For a false positive to occur we need to have all k bits associated with the hash functions to be 1. Ignoring the fact that the hash functions might collide, i.e. \(h_i(x) = h_j(x)\) for some \(i \neq j\), the probability of false positives is given by

\[p \approx \left(1−\exp\left(−\frac{km}{N}\right)\right)^k\]

Taking derivatives with respect to \(\frac{km}{N}\) shows that the minimum is obtained for \(\log 2\), that is \(k =\frac{N}{m} \log 2\). In other words, \(k\) decreases with the fill rate \(\frac{N}{m}\) of the Bloom filter. This makes sense since a higher fill rate leads to a higher collision probability and we shouldn’t try to ‘overfill’ the filter. Plugging the optimal value back into \(p\) yields \(p \approx 2^{-k}\), i.e. the quality of the array decreases exponentially with the fill rate, albeit slowly at rate \(\exp(-\frac{N}{m} \log^2 2)\).

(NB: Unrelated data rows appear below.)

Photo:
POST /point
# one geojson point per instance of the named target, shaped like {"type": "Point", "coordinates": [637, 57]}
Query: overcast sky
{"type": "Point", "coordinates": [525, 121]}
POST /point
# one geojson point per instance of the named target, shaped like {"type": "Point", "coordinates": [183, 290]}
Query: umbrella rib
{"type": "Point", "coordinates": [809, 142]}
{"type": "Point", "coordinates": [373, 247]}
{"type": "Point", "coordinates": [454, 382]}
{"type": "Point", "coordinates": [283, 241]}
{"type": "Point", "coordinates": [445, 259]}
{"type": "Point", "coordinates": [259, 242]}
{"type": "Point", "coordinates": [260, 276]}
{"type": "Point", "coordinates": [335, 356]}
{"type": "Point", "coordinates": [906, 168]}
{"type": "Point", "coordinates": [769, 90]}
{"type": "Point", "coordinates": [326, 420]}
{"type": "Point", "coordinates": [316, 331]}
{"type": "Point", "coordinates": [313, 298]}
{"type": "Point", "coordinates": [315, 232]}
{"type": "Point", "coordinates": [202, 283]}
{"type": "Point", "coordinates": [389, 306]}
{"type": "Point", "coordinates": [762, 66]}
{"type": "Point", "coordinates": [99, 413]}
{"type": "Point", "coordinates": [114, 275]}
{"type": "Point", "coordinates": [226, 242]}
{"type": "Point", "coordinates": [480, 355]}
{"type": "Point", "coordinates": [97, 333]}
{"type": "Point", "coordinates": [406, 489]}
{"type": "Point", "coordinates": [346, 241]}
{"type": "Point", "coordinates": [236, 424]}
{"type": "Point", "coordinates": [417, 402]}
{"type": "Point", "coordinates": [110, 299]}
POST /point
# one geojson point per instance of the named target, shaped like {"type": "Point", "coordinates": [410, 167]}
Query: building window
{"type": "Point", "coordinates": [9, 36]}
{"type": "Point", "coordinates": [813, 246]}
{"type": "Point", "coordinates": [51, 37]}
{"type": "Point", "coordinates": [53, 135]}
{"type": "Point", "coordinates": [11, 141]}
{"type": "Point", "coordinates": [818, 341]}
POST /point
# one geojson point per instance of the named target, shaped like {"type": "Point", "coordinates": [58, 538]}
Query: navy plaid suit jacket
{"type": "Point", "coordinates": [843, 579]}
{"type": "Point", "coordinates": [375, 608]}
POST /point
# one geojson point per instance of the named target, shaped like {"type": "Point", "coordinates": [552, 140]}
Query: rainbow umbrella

One of the really nice properties of the Bloom filter is that all memory is used to store the information about the set rather than an index structure storing the keys of the items. The downside is that it is impossible to read out \(b\) without knowing the queries. Also note that it is impossible to remove items from the Bloom filter once they’ve been inserted. After all, we do not know whether some of the bits might have collided with another key, hence setting the corresponding bits to 0 would cause false negatives.